Have you heard the saying "home is where the heart is”? What about "where I lay my hat is my home"? Of course, you have.

While I was sitting in my usual spot in the one place I feel comfortable enough to create (outside of my home and studio), I had a thought: What makes a place feel like home? What is it about this place that puts your mind and body at ease?

I've been going to Bump 'n Grind ever since I moved to Silver Spring. I only found out about this place after frustratingly trying to find something similar in D.C. It wasn't that the places in DC aren't good - most of them are. Yet I never felt quite as relaxed in the other D.C. coffee shops as I do in Bump ’n Grind. 

When I go into a shop in D.C., there is often an air of pretentiousness. The upturned noses and overpriced menus were all it took to turn me off. The typical coffee shop, however, fits the D.C. lifestyle. The shops always feel packed and small.
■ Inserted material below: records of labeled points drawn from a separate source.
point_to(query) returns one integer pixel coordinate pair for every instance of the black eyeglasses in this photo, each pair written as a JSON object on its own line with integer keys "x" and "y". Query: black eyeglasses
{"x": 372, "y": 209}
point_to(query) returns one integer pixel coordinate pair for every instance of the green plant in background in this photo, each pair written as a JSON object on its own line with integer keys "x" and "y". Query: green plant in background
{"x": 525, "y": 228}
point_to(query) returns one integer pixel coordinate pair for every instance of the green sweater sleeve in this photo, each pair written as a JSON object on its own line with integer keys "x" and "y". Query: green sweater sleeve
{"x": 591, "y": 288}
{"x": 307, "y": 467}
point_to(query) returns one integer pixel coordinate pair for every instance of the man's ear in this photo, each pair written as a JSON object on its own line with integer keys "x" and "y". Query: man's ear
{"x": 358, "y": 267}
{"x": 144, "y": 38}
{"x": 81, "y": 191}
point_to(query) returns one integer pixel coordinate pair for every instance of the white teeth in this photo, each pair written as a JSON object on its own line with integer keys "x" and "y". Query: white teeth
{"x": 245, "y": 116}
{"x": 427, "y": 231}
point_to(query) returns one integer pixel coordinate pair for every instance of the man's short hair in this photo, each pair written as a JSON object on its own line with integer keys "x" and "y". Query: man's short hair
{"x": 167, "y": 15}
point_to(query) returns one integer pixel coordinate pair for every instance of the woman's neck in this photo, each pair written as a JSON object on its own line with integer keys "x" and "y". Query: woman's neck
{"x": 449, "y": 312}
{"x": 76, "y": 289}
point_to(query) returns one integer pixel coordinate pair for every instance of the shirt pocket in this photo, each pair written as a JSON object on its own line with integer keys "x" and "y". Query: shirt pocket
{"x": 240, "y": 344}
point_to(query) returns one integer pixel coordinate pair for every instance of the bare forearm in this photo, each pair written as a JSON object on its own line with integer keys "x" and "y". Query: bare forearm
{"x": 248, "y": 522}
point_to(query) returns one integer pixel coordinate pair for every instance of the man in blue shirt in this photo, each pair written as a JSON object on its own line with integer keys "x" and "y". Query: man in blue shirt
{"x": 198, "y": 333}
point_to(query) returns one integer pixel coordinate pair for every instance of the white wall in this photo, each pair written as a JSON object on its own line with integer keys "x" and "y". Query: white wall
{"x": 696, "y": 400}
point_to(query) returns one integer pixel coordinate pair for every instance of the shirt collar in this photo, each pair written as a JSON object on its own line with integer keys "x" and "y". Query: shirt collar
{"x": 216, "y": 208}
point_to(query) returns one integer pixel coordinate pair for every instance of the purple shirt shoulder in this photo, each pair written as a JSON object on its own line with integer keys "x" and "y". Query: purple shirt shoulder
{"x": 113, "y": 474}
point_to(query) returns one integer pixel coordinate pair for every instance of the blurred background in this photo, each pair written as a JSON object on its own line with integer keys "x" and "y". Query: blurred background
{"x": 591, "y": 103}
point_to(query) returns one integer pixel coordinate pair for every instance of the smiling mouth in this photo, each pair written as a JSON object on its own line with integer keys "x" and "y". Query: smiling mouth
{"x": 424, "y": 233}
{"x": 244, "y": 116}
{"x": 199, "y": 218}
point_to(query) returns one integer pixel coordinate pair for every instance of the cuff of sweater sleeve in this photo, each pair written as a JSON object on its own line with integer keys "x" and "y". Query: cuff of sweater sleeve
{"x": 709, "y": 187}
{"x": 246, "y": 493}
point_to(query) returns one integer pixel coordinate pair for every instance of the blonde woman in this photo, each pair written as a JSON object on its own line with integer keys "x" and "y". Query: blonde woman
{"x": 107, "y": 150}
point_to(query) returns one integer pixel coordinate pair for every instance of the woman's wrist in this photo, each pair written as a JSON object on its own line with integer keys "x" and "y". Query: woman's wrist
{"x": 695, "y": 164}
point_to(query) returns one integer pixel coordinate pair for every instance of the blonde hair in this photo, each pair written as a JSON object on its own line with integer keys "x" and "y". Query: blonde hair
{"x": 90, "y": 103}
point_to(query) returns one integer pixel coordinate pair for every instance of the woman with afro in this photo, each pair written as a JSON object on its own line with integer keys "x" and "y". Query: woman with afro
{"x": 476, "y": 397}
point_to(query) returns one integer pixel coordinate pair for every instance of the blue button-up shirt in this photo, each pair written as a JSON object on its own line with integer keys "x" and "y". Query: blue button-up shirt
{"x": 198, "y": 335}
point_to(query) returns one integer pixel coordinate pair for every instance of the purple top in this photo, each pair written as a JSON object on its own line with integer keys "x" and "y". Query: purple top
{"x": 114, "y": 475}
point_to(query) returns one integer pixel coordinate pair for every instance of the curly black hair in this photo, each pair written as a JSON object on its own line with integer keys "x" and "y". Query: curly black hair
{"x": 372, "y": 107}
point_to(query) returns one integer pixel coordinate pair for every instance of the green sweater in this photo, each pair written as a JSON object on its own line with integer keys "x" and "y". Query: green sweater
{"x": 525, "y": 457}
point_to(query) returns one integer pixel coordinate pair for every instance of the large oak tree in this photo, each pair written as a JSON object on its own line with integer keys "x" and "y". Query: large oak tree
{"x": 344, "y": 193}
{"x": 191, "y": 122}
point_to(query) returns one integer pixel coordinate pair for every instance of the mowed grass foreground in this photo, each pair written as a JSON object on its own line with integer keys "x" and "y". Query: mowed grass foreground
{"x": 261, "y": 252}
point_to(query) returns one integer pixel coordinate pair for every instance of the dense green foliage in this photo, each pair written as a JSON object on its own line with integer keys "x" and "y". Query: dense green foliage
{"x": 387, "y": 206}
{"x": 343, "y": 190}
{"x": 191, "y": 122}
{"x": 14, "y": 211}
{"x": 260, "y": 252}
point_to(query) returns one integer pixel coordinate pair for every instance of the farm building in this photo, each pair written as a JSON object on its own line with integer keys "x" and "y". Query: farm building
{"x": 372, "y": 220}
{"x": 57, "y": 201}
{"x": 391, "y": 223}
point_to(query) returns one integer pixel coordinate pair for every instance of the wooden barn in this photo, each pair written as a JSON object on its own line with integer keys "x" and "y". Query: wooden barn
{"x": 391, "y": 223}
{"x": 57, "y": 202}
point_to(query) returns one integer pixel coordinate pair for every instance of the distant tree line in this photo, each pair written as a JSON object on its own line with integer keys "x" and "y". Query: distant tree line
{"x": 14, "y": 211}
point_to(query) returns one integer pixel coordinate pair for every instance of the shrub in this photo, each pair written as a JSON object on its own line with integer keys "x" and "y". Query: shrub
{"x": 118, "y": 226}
It’s difficult for me to find comfort in a space where I feel as though I am being hurried up and rushed out the door the moment I step inside. You are a customer - nothing less, but definitely nothing more. Bump ’n Grind, however? It’s different. (I’d have to say the only exception is one of my favourite places in D.C. and that’s Maketto)

I stumbled upon Bump 'n Grind one day while walking around the Silver Spring neighborhood taking photos. I say the name, giggled and walked in. The name played to my funny bone and childish sense of humour, reminding me of that R. Kelly song. I was instantly intrigued.

When I walked in, I was greeted by a warm welcoming glow. The open ceiling and low hanging lights made it feel as if I had walked into an intimate restaurant. The facade is wrapped in curtain windows, flooding the shop with natural light. On the right, as you enter is a wall adorned with records. Even more cover the back wall, along with a few turntables.

I couldn't believe what I had stumbled on. Here is a place that was a record shop that served coffee, tea, and food. It wasn't crowded, though every seat was filled. There was no air of superiority like I had found in previous coffee shops. Everyone was relaxed. 

The community board added another great touch. It told me the importance of community - within its four walls and beyond. Here was a space encouraging people to get away for a moment. Where people can bring a book - or even their kids - and feel relaxed. My point is, compared to the places in D.C. where the main goal is to turn people into profit, Bump 'n Grind wants you to stay a while.

I’m not a food writer by any means. But if I were to write a review on Yelp, this is what I’d say:

“If you're ever feeling stressed out, creative, or you simply need a break, then Bump 'n Grind is the place to go. It is a great mix of friendly atmosphere, reasonably priced menu, and wonderfully nostalgic records.

Bump 'n Grind isn't a singularly exclusive space that you find in most burgeoning cities. It is a place that caters to the spirit of community. A place where you can sit down and get to know the people around you. The baristas and the owner (also one of the baristas) are some of the easiest-going people that I know. If you're into the world of soccer, then you’re really in luck. David (owner) - while a fan of the wrong team - is very much into soccer. You can even catch some games live in the space.”

At the end of the day, it is inviting and welcoming. You will find yourself feeling at home every time you decide to spend a few hours there. 

So if you ever find yourself at Bump ’n Grind and begin to wonder what makes a place feel like home, take a look around. The same qualities that make you feel comfortable in your own home are somewhere at Bump 'n Grind. 

Now, of course, there are going to be those that completely and utterly abhor what I just wrote. Either because they feel like I insulted them or they’re favourite spaces, but here’s the thing. I actually don’t care. I prefaced this by saying it’s my opinion and that in and of itself is open to change. Now if you can show me a place that doesn’t fit my aforementioned description then I am open to changing my mind about spaces in D.C. Until then, however, no dice!